As part of a series of commissions by BLACK LENS for the South London Gallery’s Convergence programme, I took over the gallery’s Instagram platform from 17-18 November 2020, sharing my research into Rita Keegan’s archive. BLACK LENS is an alliance of young Black writers, art historians and curators assembling around Black research, scholarship and cultural production. Convergence is an ongoing series of critical conversations, screenings and written commissions, facilitated by the SLG and curated and hosted by invited guests.
For this research into Keegan’s archive, I collaborated with Olamiju Fajemisin, a London-based critic, student and art worker whose newly commissioned text, ‘Generating Space(s)’, now online on the South London Gallery website, considers the nature of archives and archival praxis, and the ways collected images and paraphernalia can affect one another, and in turn, affect us.
As a curator and visual art researcher interested in activating archives of Black art, looking into Rita Keegan and SLG’s archive presented a fresh perspective of aspects of Keegan’s life, artistic practice and her local community in South London during the pivotal UK Black Arts Movement.
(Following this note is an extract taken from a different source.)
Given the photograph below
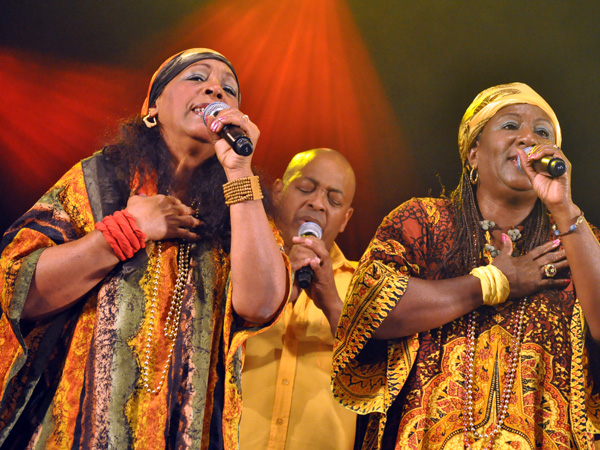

Undertaking this research project provided a lens to look at intersections of race, gender and family history through Keegan’s archive.
I split our findings into themes, making sure to continuously contextualise them in relation to Olamiju’s ‘Generating Space(s)’ text. The findings presented me with three main themes to explore through Keegan’s archive. The first theme explored autobiography, self-reference and body politics, the second focused on diaspora and how Rita Keegan’s works highlight the different Black communities and the third explored the fabric of archives.
The first post was on the theme of autobiography, self-reference and body politics where I explored how Keegan used self-portraits as an outlet to take control of how she would be seen, creating a collection of works truthfully representative of herself during different stages in her personal and professional lives. By archiving her autobiography and creating allusions to herself like those seen in the images shared, Rita Keegan has created a repository in art history, not only for her sake but for all Black women. When asked why she created these evolving self-portraits, Keegan explained that self-portraits were a ‘natural way to create a frame of reference.’ That ‘she could do whatever she wanted with [her] face, and create non-derogatory images of Black women’.

The second post was on the theme of diaspora and how Keegan’s works highlight the different Black communities she was a part of. Keegan’s works connected her with an array of visual artists. Through Keegan curating the ‘Mirror Reflecting Darkly’ exhibition in 1985, she sought to reflect the diversity of the artistic practices of Black women artists in London, and to challenge the expectations of such artists as perpetuated by stereotype. The exhibition united Black women artists across the diaspora, bringing their art to a commonplace location in Brixton, south London. Keegan’s archive of the project has since become a site for critical memory and nostalgia.

The final post explored the fabric of archives through Rita Keegan’s artistic career, archive and family history. As Keegan is interested in conveying identity through dressing the body in different ways, she explores the ordinary and the extraordinary qualities of fabrics in an excavation of photographs from her family collections, which date back to c.1880. Keegan transforms material objects to objects of memory by photographing them and thus making them accessible beyond her home and personal archive.